Journaliste, Frida Guerrera (un pseudonyme inspiré de la peintre Frida Kahlo et du mot « guerrière »), elle-même autrefois violentée, se consacre aux féminicides. Elle rend visite aux familles endeuillées, les écoute. « Depuis trente ans nous crions : « On nous assassine, et personne ne nous écoute », proteste Frida, 51 ans, victime de menaces de mort.
Le Mexique détient un triste record
Le matin du 14 février 2020, jour de la Saint-Valentin, elle a apostrophé le président de la république lors de sa conférence de presse matinale quotidienne, l'accusant de ne pas agir. « Il existe un parquet spécialisé dans les enlèvements. Pourquoi ne pas créer un parquet consacré exclusivement aux féminicides ? », lui a-t-elle demandé. Réponse : « Nous sommes contre le féminicide.
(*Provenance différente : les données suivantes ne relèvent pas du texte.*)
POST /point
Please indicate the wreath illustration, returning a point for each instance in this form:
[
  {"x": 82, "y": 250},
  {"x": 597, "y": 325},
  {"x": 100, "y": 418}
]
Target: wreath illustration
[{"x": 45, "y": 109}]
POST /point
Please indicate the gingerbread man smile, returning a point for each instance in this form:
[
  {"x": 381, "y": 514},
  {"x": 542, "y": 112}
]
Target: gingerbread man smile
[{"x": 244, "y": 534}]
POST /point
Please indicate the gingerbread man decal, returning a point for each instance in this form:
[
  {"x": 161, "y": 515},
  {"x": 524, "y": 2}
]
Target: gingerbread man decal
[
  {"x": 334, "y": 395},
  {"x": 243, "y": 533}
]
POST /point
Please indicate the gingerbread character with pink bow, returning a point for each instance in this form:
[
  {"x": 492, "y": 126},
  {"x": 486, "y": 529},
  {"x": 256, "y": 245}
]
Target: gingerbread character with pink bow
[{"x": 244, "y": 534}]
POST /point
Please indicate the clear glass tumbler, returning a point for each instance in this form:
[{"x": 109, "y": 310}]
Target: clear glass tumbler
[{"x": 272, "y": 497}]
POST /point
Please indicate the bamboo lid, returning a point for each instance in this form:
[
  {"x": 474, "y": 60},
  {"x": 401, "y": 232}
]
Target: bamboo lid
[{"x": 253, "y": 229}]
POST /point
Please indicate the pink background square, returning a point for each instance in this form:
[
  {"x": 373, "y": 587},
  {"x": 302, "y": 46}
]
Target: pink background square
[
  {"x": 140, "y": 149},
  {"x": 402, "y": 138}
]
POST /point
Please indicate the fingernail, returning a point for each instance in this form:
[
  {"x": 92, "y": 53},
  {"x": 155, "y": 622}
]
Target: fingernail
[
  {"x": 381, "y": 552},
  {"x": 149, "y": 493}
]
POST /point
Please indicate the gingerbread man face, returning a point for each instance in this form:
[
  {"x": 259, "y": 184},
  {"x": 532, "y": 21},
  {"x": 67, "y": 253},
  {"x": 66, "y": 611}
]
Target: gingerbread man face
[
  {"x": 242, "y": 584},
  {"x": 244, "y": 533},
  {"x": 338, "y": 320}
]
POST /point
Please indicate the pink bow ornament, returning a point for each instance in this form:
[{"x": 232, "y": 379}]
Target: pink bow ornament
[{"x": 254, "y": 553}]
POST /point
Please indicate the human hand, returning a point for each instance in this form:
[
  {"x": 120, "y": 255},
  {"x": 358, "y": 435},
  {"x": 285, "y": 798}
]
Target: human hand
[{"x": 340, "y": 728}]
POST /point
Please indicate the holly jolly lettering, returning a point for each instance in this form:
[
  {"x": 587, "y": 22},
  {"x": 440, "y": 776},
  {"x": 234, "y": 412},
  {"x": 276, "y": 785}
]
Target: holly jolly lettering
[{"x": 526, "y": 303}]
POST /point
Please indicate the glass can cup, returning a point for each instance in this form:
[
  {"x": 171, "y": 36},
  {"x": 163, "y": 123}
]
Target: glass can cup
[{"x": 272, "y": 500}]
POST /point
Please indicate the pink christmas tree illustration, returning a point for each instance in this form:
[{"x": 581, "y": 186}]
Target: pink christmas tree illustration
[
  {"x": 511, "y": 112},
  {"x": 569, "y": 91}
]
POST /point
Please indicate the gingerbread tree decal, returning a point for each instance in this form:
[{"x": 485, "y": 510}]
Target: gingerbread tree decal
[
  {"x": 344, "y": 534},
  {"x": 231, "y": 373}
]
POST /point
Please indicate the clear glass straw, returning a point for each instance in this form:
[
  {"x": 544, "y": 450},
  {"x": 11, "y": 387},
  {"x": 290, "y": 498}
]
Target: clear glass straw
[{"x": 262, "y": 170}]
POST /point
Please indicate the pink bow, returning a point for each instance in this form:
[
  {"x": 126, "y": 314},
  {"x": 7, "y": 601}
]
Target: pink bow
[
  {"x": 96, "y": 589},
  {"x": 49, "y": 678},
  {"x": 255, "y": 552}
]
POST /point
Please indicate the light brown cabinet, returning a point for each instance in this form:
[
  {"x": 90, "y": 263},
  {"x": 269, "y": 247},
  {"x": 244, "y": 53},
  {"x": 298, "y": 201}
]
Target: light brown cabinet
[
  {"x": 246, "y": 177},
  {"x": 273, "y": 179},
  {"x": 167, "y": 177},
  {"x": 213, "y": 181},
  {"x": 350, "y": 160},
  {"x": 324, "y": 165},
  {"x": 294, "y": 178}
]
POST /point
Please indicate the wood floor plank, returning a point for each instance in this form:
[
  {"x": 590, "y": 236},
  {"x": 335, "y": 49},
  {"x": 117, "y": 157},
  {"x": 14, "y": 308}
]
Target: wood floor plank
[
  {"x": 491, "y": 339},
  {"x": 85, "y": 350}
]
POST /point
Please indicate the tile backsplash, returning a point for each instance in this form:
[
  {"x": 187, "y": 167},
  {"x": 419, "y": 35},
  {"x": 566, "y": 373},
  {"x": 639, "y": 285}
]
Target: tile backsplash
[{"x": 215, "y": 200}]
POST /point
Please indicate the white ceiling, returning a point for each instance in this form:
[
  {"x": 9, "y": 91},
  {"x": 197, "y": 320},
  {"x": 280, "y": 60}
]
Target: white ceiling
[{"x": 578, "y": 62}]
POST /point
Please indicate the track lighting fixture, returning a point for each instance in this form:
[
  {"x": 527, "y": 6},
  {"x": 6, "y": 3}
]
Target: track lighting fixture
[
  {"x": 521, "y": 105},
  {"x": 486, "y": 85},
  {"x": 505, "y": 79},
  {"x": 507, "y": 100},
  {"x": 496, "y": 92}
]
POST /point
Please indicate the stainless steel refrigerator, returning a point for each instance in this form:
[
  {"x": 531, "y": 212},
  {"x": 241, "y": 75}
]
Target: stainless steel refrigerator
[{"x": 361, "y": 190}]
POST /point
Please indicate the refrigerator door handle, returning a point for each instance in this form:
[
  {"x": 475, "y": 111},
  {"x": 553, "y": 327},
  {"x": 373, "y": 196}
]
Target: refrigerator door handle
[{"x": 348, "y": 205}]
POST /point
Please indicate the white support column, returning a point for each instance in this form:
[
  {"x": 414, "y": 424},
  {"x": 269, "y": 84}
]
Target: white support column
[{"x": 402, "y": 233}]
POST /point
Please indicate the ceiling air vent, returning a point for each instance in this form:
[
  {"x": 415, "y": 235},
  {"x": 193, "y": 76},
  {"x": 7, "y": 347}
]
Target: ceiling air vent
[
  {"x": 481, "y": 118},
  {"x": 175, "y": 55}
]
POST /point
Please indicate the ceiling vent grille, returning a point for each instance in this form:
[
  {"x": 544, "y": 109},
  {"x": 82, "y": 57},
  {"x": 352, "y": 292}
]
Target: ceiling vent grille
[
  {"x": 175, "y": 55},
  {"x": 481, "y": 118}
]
Nous avons toujours agi pour préserver la paix et la tranquillité ». Les associations dénoncent pourtant une régression. Sous son mandat, des subventions ont été réduites.
Selon les Nations unies, le Mexique est le pays le plus dangereux d'Amérique latine pour les femmes. Il y détient maintenant le triste record du nombre de féminicides dans la région. Pourtant, en 2007, alors pionnier, le Mexique avait inscrit la violence sexiste et le féminicide dans son Code pénal. Edith Olivares Ferreto conclut : « La violence à l'égard des femmes doit constituer un sujet hautement prioritaire pour le gouvernement fédéral et les autorités locales ».